Писатель выпустил Чанцу такую струю дыма в лицо, что тот закашлялся, в комнате надолго воцарилась тишина, даже плача ребенка не слышно было больше.
– Гастман плохой человек, – произнес, наконец, писатель.
– Тем не менее вы часто бываете у него, и бываете потому только, что он отлично готовит? – спросил Чанц возмущенно после очередного приступа кашля.
– Только потому.
– Этого я не понимаю.
Писатель засмеялся. Он тоже своего рода полицейский, сказал он, но без власти, без государства, без закона и без тюрем. Это и его профессия – следить за людьми.

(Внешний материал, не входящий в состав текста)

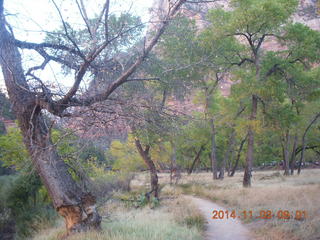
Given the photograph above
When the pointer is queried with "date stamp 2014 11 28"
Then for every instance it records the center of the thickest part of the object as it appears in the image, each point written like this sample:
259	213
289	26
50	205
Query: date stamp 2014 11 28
262	214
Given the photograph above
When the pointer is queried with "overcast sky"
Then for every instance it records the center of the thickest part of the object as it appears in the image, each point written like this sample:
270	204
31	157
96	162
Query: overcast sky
29	18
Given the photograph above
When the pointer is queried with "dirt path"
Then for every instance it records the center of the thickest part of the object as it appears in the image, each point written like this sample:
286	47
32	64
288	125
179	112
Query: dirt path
220	229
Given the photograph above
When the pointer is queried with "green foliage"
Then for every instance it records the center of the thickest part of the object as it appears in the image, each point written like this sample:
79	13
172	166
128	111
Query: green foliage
5	107
126	155
13	150
24	202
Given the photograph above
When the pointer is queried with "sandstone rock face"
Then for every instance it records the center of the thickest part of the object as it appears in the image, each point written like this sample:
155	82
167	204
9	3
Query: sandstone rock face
308	11
309	14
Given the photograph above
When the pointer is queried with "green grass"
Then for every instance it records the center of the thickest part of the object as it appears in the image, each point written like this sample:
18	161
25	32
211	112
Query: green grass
166	222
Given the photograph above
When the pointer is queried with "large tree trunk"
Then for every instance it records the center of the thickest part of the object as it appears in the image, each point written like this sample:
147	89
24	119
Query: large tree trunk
196	160
293	154
213	155
250	150
304	141
227	155
175	174
285	149
144	153
75	205
238	157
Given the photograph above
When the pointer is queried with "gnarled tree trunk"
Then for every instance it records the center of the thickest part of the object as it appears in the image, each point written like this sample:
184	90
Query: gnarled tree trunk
238	157
175	174
75	205
227	155
144	153
293	154
285	149
213	155
196	160
249	158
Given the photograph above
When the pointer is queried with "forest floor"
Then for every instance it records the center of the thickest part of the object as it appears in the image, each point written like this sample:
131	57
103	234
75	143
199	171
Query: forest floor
220	229
178	217
271	193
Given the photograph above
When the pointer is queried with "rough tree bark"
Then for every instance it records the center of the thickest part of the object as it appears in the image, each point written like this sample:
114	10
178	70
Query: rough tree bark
213	155
196	160
293	154
175	174
249	158
304	141
285	149
227	155
75	205
238	157
144	153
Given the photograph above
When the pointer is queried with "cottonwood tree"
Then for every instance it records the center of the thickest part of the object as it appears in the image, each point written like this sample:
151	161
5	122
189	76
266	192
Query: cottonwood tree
254	23
30	101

Чанц в растерянности умолк, и Берлах сказал:
– Я понимаю, – и после паузы, когда солнце погасло за окном: – Мой подчиненный Чанц, – сказал комиссар, – своим чрезмерным усердием загнал нас в тупик, из которого мне трудно будет выбраться целым и невредимым. Но молодость обладает и хорошими качествами, воспользуемся тем преимуществом, что бык своим неистовством пробил нам дорогу (Чанц покраснел от злости при этих словах комиссара). Вернемся к вопросам и ответам, которые тут божьей волей прозвучали. Воспользуемся случаем. Как вы расцениваете все это дело, уважаемый господин? Возможно ли заподозрить Гастмана в убийстве?

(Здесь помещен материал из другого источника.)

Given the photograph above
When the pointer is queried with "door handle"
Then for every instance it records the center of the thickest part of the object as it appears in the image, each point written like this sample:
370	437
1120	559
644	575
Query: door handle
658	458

В комнате быстро наступали сумерки, но писатель и не подумал зажечь свет.
Он уселся в оконной нише, и теперь полицейские сидели словно пленники в пещере.
– Я считаю Гастмана способным на любое преступление, – донесся от окна грубый голос с коварным оттенком. – Но я уверен, что Шмида он не убивал.
– Вы знаете Гастмана, – сказал Берлах.
– Я имею о нем представление, – ответил писатель.
– Вы имеете свое представление о нем, – холодно поправил старик темную массу в оконной нише.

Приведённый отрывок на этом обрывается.